/cyto_inference

Analyses for a manuscript by Hoekstra & Slagter et al. involving the use of transcriptomic read-outs to infer the spreading of cytokines through the tumor microenvironment

Primary LanguageR

Cytokine sensing inference for single cells using (single cell) transcriptome data

This repo includes all of the code used in the publication by Hoekstra & Slagter et al.: 'Distinct spatiotemporal dynamics of CD8+ T cell-derived cytokines in the tumor microenvironment'. This project involved the use of single-cell transcriptomic read-outs to infer the dissemination of T cell released cytokines through the tumor microenvironment.

This is a view into the code that preprocessed the raw data and generated the figures for use in the manuscript.
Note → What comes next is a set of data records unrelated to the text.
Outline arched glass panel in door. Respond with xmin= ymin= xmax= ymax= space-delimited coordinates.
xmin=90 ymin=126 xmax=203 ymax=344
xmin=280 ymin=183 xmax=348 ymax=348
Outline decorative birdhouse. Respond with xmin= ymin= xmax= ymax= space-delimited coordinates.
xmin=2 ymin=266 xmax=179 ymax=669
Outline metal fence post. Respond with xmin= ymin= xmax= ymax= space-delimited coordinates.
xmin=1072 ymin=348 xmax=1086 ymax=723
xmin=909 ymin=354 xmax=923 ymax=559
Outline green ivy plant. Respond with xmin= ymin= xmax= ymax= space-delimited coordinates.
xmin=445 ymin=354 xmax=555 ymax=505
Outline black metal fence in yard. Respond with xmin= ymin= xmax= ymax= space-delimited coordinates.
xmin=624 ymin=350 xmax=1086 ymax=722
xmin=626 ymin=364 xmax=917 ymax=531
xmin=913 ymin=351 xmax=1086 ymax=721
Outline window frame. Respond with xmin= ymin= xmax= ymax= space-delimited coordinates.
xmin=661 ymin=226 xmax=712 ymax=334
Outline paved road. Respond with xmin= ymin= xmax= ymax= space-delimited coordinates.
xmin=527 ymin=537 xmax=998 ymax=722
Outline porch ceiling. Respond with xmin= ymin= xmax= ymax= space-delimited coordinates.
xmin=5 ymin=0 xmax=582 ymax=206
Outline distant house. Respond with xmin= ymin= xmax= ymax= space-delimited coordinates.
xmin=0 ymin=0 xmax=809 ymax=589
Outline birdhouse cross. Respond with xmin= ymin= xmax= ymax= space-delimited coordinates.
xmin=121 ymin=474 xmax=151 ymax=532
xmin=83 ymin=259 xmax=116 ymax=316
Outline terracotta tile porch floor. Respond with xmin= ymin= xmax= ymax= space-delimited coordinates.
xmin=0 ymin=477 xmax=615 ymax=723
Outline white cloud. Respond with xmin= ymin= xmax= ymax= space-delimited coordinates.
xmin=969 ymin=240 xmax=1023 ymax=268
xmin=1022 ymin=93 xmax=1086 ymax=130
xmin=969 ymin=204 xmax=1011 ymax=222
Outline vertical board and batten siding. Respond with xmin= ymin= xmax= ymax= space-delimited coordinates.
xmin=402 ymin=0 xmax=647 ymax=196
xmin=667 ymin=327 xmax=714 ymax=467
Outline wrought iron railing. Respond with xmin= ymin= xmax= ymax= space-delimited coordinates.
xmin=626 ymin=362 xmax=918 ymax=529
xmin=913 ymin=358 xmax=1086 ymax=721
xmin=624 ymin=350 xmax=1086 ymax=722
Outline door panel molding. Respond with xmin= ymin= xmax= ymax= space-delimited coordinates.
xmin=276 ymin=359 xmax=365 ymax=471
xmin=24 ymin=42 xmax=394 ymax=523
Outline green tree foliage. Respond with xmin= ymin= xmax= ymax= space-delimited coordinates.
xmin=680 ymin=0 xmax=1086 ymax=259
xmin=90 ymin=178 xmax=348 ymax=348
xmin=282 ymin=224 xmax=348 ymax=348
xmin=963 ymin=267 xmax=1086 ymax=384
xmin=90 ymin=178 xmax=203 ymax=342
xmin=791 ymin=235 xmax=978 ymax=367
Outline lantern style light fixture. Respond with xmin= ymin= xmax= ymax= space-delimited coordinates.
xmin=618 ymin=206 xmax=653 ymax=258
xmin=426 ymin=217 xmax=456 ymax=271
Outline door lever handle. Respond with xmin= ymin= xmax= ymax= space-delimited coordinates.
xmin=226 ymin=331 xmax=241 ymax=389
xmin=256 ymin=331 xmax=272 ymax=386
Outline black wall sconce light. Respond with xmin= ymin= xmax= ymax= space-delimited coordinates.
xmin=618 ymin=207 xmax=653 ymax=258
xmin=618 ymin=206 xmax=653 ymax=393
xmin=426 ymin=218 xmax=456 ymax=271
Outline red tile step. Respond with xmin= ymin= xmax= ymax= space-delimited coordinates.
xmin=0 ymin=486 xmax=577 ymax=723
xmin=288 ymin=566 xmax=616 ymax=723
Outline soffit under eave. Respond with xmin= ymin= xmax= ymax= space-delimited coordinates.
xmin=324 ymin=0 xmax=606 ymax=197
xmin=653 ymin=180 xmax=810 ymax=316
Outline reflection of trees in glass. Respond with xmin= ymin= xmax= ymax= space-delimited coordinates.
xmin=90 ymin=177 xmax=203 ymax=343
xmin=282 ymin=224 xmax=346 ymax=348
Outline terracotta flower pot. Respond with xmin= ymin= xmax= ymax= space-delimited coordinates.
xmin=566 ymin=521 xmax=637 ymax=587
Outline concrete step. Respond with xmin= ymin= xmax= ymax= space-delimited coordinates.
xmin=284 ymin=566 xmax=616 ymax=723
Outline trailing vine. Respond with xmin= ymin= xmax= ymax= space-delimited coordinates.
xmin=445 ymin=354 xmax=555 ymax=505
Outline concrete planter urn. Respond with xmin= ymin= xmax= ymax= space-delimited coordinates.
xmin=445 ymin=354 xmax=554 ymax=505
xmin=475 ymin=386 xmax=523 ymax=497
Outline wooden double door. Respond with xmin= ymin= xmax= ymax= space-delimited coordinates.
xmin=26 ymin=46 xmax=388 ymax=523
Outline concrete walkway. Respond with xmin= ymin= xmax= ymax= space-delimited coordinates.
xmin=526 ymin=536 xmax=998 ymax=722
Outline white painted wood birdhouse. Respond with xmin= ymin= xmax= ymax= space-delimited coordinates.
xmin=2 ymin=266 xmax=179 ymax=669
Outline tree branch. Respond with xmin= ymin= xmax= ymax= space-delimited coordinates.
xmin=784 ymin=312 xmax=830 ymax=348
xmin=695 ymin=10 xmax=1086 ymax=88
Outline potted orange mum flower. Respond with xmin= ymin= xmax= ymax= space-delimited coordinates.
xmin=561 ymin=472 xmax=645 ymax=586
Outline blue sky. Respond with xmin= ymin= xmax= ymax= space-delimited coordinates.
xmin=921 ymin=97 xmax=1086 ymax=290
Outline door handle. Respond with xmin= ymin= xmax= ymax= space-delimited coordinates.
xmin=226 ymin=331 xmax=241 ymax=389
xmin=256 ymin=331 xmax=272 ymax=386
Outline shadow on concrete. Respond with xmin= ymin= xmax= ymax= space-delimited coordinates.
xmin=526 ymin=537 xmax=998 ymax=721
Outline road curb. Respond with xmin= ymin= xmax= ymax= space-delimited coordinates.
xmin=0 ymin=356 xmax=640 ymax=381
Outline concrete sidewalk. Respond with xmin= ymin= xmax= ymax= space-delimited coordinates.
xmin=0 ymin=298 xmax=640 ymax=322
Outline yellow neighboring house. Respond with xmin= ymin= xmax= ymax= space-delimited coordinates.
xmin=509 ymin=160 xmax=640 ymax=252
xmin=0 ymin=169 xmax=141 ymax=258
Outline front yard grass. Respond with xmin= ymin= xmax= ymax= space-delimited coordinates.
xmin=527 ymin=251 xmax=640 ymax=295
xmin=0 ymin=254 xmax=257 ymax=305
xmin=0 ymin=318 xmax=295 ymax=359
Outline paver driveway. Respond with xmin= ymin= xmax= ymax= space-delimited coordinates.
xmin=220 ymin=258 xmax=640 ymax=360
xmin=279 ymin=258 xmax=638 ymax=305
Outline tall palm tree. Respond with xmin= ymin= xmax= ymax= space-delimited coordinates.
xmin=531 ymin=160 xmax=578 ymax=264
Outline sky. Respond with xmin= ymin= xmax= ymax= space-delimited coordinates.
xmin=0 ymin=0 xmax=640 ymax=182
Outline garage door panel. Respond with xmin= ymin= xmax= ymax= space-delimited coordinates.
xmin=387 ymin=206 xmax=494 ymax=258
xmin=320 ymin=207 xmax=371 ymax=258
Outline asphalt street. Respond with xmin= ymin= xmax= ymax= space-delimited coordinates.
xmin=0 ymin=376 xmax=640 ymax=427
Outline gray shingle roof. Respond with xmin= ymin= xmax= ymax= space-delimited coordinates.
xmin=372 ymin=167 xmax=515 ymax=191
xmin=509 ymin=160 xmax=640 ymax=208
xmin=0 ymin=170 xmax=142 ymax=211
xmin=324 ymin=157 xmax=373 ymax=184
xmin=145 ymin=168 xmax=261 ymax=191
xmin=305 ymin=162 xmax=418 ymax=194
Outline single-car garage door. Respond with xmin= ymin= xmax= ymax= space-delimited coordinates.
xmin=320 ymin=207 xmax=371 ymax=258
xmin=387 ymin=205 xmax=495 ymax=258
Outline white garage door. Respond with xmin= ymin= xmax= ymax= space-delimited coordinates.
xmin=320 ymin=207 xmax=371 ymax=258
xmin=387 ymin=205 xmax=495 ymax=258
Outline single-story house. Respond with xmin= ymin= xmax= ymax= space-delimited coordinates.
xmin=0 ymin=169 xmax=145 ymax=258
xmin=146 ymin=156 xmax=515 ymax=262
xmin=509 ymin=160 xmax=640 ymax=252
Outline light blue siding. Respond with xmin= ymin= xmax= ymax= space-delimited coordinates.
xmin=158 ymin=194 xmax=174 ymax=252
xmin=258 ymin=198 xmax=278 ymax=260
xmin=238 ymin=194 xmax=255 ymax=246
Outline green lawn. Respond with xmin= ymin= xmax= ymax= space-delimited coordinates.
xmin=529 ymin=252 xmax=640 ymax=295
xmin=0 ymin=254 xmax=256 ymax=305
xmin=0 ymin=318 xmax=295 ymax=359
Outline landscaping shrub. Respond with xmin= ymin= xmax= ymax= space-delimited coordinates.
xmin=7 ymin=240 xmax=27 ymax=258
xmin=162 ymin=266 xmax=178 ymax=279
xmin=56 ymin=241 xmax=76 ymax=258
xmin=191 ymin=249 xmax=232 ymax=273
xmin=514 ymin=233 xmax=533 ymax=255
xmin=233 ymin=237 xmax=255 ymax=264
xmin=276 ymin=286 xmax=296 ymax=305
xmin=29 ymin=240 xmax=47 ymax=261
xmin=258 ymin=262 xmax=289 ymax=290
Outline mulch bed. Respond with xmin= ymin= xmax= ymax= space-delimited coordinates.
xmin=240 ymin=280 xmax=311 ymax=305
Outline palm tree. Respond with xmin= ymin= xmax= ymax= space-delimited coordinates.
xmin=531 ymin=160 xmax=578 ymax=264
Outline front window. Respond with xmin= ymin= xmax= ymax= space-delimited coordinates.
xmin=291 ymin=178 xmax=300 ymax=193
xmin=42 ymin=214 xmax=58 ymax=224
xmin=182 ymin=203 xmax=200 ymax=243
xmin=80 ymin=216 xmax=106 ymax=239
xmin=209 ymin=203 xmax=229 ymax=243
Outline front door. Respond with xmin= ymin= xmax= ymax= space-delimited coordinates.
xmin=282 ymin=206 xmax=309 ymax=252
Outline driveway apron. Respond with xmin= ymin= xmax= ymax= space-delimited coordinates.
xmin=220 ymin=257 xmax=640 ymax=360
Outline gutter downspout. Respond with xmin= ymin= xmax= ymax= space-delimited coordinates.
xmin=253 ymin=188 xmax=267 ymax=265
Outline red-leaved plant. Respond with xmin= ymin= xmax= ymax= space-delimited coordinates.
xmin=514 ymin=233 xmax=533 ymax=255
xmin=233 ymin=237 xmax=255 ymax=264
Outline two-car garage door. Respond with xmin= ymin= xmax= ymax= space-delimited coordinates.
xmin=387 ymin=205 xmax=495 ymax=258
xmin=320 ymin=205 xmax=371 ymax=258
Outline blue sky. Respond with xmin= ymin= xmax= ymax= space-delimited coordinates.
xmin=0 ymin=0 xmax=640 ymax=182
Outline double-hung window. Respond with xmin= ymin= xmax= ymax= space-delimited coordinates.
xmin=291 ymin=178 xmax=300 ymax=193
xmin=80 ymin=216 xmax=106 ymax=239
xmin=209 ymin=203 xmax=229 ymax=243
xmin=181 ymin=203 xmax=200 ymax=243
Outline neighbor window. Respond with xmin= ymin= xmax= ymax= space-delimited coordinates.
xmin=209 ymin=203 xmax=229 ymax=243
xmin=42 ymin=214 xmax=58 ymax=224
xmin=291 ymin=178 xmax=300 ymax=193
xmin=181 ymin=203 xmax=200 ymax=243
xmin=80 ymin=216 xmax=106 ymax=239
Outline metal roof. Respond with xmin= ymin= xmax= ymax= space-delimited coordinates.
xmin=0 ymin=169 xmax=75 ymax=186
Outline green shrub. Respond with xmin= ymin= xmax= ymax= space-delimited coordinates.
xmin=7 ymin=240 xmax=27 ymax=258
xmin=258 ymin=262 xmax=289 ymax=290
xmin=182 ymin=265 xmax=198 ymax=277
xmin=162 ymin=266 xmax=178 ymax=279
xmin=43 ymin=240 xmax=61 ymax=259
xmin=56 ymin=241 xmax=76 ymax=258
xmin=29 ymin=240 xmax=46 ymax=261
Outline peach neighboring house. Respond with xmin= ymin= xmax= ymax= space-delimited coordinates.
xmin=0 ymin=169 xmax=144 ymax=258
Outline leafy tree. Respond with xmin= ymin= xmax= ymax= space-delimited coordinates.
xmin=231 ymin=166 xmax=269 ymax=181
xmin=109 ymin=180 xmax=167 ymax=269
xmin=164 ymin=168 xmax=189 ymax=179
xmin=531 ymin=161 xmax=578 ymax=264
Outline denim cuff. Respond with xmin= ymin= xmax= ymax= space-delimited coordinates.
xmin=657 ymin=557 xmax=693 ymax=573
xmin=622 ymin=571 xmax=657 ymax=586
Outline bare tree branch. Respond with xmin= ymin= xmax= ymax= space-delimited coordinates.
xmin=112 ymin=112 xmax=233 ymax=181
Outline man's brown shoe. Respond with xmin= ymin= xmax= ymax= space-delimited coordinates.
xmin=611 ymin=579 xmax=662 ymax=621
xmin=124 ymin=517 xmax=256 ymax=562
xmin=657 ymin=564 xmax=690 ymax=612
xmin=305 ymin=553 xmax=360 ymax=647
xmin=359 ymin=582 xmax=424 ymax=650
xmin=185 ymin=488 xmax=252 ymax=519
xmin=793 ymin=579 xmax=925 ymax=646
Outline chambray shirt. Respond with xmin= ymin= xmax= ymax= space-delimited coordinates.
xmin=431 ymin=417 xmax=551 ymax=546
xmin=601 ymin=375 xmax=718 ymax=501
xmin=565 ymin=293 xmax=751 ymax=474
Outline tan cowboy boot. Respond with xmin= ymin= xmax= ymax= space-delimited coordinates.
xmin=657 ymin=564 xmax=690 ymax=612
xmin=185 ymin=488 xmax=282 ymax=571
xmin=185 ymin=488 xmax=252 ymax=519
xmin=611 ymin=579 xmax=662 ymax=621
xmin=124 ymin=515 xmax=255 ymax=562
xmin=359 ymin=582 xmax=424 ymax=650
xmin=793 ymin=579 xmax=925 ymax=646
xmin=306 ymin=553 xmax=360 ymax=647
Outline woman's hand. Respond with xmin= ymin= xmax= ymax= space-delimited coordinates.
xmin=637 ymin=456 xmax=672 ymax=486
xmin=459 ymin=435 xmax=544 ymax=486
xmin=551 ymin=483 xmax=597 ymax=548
The raw data is available on GEO. The associated preprocessed data is available on Mendeley data.

All analyses were done in R 4.1. Preprocessing is done using the targets pipelining system, rules are included in the targets directory.

This repo assumes its root directory to be sym-linked to ~/MirjamHoekstra. A set of R variables is asssumed to be encoded in an .Renviron file located under the project root, of which I include here a modified/mock version for your reference.

General reproduction instructions (untested)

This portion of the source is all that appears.